How Can I Help My Child With Autism Make Friends?

Helping your child make friends in a new city during a pandemic will be challenging for any parent. But for parents of children with autism, this is likely to be even more difficult. Masks and social distancing are still required of us and our children, coupled with a lack of structured friend-making activities and a child’s own struggle to master certain social skills: these must be overcome.

One such parent recently wrote to Parental Advisory asking for help in this particular situation. Here is her question:

I am a single mother of an eight year old boy with autism. Although he is very high on the autism spectrum, it is still difficult for us to find other children of his age, particularly to play.

When we visit local parks, other children are not old enough to understand the special needs and attention that Ethan needs. It goes without saying that Ethan lacks a complete understanding of his special needs. For example, when he approaches others and wants to play with them, he does not understand why they do not immediately react the way he wants and gets upset. As I mentioned, Ethan is extremely high on the spectrum, and just by watching him, no one will ever know that he is slightly different. Ironically, this complicates the task.

In any case, due to the recent move, we are unable to attend our usual game dates, family and friends. Any feedback and / or advice you might have would be grateful.

Being an eight-year-old in the city can be difficult under any circumstance, but especially with Ethan. I can understand his frustration as he tries to adjust to a new area and make new friends, especially when certain services or potential activities may be limited right now. To find solutions for both of you, I reached out to clinical psychologist Dr. Cynthia Martin of the Child Mind Institute’s Autism Center and asked her to contribute.

Look for a group of social skills

As you know, forging and forging bonds with other children and parents will be key for you and Ethan. This usually starts to happen naturally when he goes to school and you work with his District Special Education Coordinator or his Individualized Education Program (IEP) leader. However, it may be more difficult now if he is still studying partly or fully at home. So Martin invites you to start looking for a local social skills group to join.

The community-based social skills group helps children with autism (rather than autism) get to know other children who also need to develop and develop skills that help them develop social relationships. This includes working on things like flexibility in interactions, understanding the necessary reciprocity with others (and that things won’t always go the way you want them to), and managing the unpredictability of how a colleague might behave.

“There is a lot of unpredictability in social relationships and this is a difficult aspect for children with autism; even if it is very mild and they function well, this unpredictability of peers can be difficult for children with autism, ”says Martin. “So finding a personal group of social skills in a community is a great way to meet other kids and other families that can go really well with this particular child.”

There are several places where these groups can be found.

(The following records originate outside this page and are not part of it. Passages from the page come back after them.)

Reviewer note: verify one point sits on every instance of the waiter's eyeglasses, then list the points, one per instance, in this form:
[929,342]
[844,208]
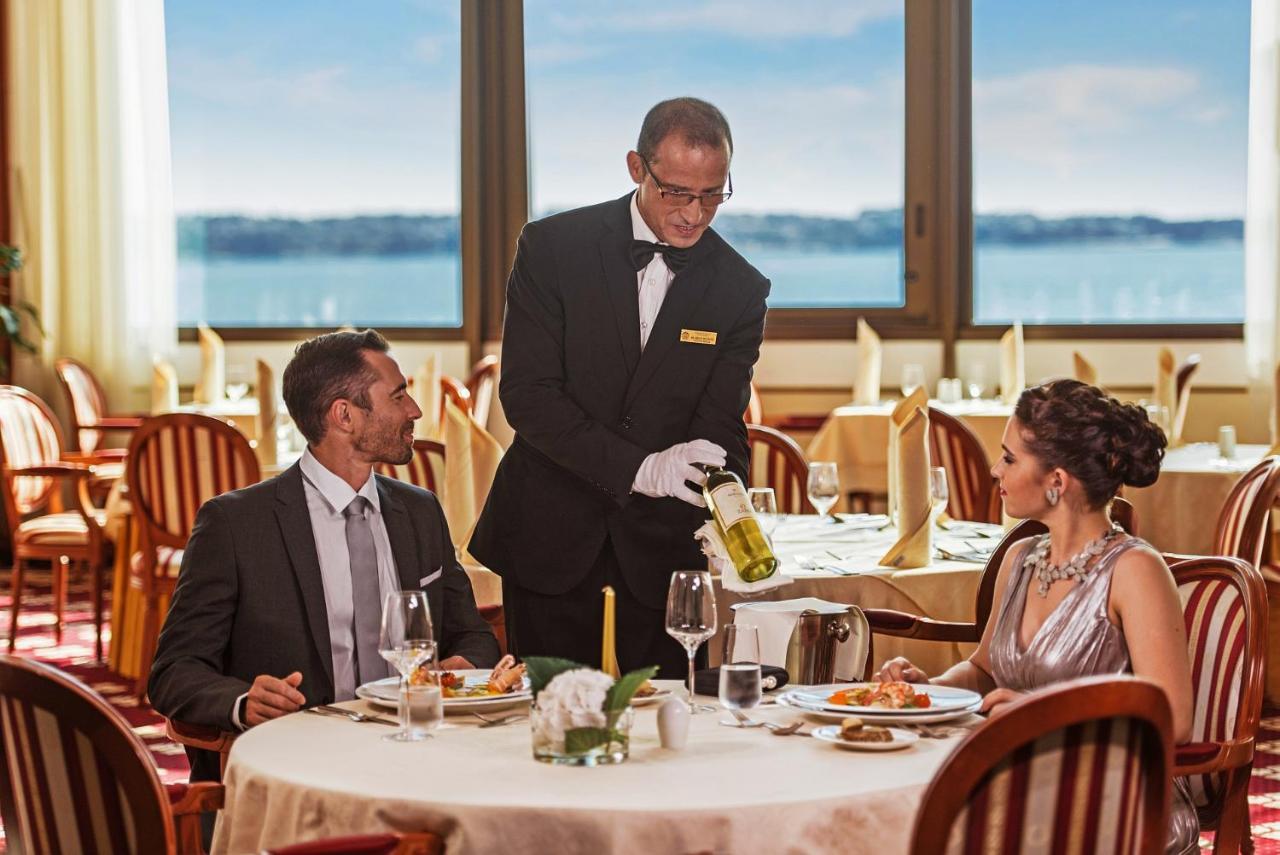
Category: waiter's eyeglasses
[681,199]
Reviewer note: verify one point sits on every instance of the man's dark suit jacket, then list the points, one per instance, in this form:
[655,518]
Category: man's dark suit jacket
[250,599]
[588,406]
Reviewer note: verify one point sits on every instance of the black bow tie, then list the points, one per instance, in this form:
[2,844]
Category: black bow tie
[641,254]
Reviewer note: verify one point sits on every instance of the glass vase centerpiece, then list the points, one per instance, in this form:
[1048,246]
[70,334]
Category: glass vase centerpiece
[581,716]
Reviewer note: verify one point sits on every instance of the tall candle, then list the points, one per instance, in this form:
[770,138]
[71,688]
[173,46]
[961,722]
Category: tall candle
[608,644]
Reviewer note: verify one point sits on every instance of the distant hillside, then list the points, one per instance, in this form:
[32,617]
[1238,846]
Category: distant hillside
[417,234]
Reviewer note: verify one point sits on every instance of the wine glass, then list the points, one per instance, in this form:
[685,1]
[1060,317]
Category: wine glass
[764,503]
[913,378]
[740,667]
[406,641]
[691,615]
[823,488]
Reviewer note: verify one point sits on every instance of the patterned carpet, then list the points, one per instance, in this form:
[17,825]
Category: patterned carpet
[76,657]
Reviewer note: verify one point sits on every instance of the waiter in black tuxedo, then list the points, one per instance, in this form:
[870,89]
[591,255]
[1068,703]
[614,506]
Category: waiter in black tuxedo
[630,337]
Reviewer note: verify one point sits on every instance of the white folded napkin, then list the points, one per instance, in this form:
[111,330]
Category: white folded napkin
[720,563]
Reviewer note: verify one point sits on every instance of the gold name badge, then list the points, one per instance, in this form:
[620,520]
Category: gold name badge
[696,337]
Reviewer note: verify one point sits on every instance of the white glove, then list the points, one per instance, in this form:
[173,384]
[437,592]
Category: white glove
[664,472]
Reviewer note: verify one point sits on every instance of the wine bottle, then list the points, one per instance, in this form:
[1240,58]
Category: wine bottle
[748,548]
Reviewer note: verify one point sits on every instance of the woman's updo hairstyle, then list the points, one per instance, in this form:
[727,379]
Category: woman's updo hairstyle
[1100,440]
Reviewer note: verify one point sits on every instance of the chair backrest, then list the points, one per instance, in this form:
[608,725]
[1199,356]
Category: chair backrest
[1084,763]
[1242,525]
[76,778]
[179,461]
[777,461]
[954,447]
[480,385]
[85,398]
[1225,612]
[28,437]
[425,469]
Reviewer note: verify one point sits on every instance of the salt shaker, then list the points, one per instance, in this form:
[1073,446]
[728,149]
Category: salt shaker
[673,723]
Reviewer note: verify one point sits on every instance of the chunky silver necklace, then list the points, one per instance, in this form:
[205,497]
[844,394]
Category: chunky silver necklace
[1074,568]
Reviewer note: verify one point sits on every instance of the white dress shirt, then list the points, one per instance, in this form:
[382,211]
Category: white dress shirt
[327,498]
[653,280]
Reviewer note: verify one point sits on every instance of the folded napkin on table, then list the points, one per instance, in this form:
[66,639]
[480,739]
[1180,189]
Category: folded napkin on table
[1013,364]
[1084,370]
[775,622]
[868,373]
[211,385]
[720,563]
[912,472]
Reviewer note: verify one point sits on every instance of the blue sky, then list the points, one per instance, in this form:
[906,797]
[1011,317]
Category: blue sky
[306,109]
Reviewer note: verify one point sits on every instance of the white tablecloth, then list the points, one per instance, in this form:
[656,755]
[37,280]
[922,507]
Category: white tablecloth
[730,790]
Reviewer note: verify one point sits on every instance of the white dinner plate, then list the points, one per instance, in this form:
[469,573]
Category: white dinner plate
[831,734]
[385,693]
[882,717]
[944,699]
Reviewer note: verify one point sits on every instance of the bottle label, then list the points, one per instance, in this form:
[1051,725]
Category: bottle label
[731,503]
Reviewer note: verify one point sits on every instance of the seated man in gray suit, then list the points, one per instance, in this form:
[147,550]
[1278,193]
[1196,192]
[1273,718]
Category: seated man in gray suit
[279,599]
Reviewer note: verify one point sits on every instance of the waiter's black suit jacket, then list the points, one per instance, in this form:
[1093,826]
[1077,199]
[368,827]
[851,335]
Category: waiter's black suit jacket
[250,600]
[588,406]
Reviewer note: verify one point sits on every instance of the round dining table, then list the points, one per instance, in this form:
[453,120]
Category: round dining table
[730,790]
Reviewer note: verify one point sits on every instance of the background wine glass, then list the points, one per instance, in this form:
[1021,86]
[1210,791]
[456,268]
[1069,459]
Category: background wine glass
[740,667]
[407,641]
[691,616]
[823,487]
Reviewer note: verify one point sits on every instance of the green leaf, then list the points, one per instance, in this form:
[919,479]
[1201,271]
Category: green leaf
[580,740]
[543,670]
[625,687]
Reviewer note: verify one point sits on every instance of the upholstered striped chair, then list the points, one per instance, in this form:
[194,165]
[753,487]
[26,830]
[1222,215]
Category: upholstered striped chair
[177,462]
[1083,767]
[954,447]
[1225,611]
[777,461]
[77,780]
[31,478]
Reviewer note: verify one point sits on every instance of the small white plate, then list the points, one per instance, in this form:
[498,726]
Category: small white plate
[831,734]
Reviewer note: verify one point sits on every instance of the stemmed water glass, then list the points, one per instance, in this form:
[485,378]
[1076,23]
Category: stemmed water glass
[823,488]
[406,641]
[691,616]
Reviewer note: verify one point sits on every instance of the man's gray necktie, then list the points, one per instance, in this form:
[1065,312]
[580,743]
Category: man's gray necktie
[366,604]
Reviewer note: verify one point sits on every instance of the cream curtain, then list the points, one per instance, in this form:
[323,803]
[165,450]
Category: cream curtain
[92,195]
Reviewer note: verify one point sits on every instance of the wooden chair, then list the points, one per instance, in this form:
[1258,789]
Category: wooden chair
[777,461]
[177,462]
[77,780]
[32,471]
[87,405]
[1225,611]
[954,447]
[1088,760]
[481,385]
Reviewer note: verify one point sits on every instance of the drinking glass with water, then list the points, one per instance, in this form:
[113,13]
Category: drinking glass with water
[740,667]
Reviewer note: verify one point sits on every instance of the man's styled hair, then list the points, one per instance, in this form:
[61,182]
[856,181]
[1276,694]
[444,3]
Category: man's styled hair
[696,120]
[328,367]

You can start by researching local university health centers and children’s hospitals. These centers are likely to have a neurodevelopment, autism, ADHD, or behavioral disorder clinic, Martin says, with social skills groups working as part of their program (or that are associated with such a program). These programs, which are usually weekly, also have a parenting component that can help you learn to better support your child’s social interactions.

You can also find your local autism resource center or other community groups that provide fun social groups for children with autism. In addition, there may be local private providers who organize permanent social groups, and the school itself can manage such groups.

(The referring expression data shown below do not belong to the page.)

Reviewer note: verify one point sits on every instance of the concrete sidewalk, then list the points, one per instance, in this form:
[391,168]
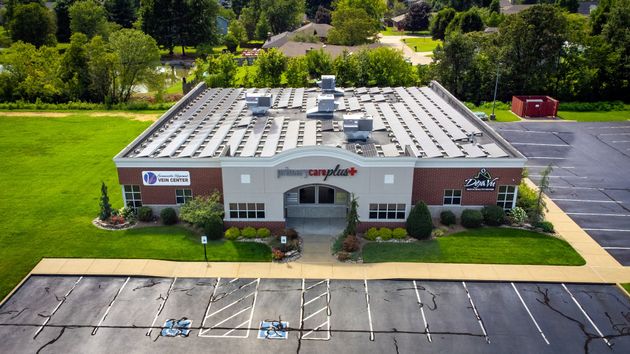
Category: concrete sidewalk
[600,266]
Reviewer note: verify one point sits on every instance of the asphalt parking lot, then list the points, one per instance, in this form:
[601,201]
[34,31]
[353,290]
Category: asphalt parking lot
[591,176]
[56,314]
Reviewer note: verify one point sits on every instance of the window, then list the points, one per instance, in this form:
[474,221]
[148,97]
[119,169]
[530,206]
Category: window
[183,195]
[452,197]
[506,197]
[307,195]
[247,210]
[326,195]
[133,198]
[387,211]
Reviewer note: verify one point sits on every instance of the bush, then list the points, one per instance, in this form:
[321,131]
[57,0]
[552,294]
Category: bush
[419,222]
[351,243]
[263,232]
[399,233]
[168,216]
[213,228]
[232,233]
[385,233]
[371,234]
[145,214]
[471,218]
[448,218]
[546,226]
[493,215]
[517,215]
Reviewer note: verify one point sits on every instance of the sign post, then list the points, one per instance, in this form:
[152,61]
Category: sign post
[204,242]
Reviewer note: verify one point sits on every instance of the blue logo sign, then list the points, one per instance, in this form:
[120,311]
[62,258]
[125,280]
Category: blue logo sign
[150,178]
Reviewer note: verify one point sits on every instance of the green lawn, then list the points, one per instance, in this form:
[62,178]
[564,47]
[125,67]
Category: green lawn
[421,44]
[486,245]
[611,116]
[52,171]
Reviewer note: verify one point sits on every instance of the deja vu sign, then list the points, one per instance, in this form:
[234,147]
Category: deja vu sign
[483,181]
[166,178]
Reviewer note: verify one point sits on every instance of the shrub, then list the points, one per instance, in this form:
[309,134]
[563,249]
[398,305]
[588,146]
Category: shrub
[448,218]
[419,222]
[546,226]
[351,243]
[385,233]
[493,215]
[232,233]
[471,218]
[517,215]
[168,216]
[214,228]
[263,232]
[399,233]
[249,232]
[145,214]
[371,234]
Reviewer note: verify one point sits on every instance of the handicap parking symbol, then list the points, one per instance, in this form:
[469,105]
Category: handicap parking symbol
[273,330]
[174,328]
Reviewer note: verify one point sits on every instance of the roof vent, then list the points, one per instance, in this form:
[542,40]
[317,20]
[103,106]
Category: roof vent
[258,103]
[326,106]
[357,126]
[327,84]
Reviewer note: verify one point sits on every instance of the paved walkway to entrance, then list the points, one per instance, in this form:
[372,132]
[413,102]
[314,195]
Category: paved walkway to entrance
[600,266]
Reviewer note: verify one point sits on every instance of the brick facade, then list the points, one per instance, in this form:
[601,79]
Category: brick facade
[429,184]
[203,181]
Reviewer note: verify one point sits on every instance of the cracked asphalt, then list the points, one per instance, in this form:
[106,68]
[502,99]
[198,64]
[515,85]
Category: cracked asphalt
[590,179]
[90,314]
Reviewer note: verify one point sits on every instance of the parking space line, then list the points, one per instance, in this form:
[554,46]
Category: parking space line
[483,329]
[157,314]
[585,200]
[110,306]
[203,330]
[586,315]
[421,305]
[63,299]
[367,300]
[529,313]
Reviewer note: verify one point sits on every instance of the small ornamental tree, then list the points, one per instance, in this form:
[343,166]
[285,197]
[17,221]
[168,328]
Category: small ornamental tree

Help them develop their interests

Another great way to help Ethan develop friendships is to involve him in a structured group or activity he’s already interested in, be it Minecraft, graphic novels, LEGO construction, or baseball. Having common interests creates a foundation on which friendship can be built. You can find these groups at school or in your local library – and if the groups are of different ages, Martin says, so much the better. Many children with autism are socially motivated, but they struggle with the need for flexibility and understanding when interacting with their peers.

“Sometimes juxtaposing them with children who are a little older or a little younger ultimately makes the interaction more successful because younger children are more likely to follow the older child’s ideas,” Martin says. “And older children can better understand childhood differences.”

For example, if a 12-year-old child plays with an 8-year-old who says or does something that seems socially naive or immature, the older child is more likely to attribute that behavior to the younger child’s age, rather than an underlying difference in nervous system development.

Again, these opportunities may be limited right now, so it will be important to get creative and try to find similar opportunities online. In particular, look for local groups that come together virtually because of common interests, so that when something does open up you have a bond that can develop further in person.

Join Local Facebook Groups

It might seem a bit cliché to recommend a Facebook group as a Facebook group exists for pretty much everything, but it can be a vital step towards connecting with local parents who have special needs children and finding helpful resources like groups. social skills.

“These are great resources to find out what’s available in your community because some of these things – especially more local social groups – may not be advertised,” Martin says.

Within a group, you can try using the search function to find what you are looking for, or ask the group your specific question. Word of mouth in such circumstances is invaluable.

You can also visit the Institute of the Child’s Mind Guide on Autism Spectrum Disorders for more articles, advice and information for parents of children with autism.